The first central electrical generating plant in the US was a coal-fired facility built in lower Manhattan in 1882 by the Edison Illuminating Company. This plant, known as the Pearl Street Station, provided Direct Current (DC) electrical power for “electric lamps” in a one-square-mile area immediately surrounding the plant. The steam-driven “dynamos” generating the electricity were fairly reliable in meeting customer needs, but the plant’s relatively low-voltage DC output limited the distances over which power could be economically transmitted. The development of practical Alternating Current (AC) transformers by William Stanley in 1885 set a new direction for the electric power industry. The Pearl Street Station was obsolete even before it was shut down in 1895.
However, Edison’s plant did one very important thing that was lost as the electrical industry grew and developed. The Pearl Street Station was the world’s first cogeneration plant. Since the plant was located right in the heart of the energy market it served, waste heat from the engines that drove the dynamos could be circulated in the form of steam to nearby buildings for space heating and manufacturing operations.

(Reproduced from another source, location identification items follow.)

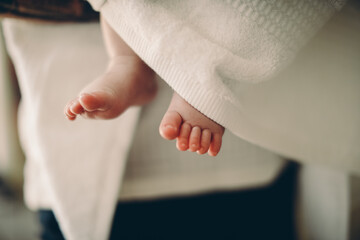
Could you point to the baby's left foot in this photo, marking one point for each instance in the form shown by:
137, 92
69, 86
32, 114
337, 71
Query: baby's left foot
192, 129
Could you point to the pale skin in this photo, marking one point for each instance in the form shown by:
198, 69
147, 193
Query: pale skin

The new AC technology, as developed by Stanley and his boss George Westinghouse, enabled the generation of higher voltages, which in turn made it possible to efficiently transmit electrical energy over longer distances. Larger, more efficient coal-fired power plants were built to realize economies of scale and consequently, the customers served were far from the plants generating their power. That made cogeneration impossible because the thermal energy rejected by the plants’ heat engines could not be efficiently transmitted over long distances. As a result, for more than a century, we’ve used only about 30 to 35% of the input energy that we supply to the heat engines that power our electrical generating plants. The rest of the energy is lost, rejected as low-grade thermal energy.
But now that’s all changing. SEA has created a practical cogeneration system that converts more than 90% of incident direct sunlight into electricity and valuable low-grade thermal energy. Since the SEA energy conversion technology is completely scalable, our systems can be sized for, and located in close proximity to, the energy markets they serve. This means that, instead of discarding low-grade thermal energy as waste heat, it can be used in a wide variety of end-use applications that currently rely on high-end fossil fuels or electricity derived from fossil fuels. Nothing is wasted when SEA cogeneration systems are used to convert sunlight into the types of energy we need.
And we’ve gone one step further. We’ve developed technology for season-to-season storage of both the electricity and the thermal energy that our SEA systems produce, so it’s now possible to cost-effectively bridge the longest temporal variations of the solar resource. Our systems will produce a complete decentralization of our energy infrastructure, creating millions of jobs and other important socio-economic benefits at the local level.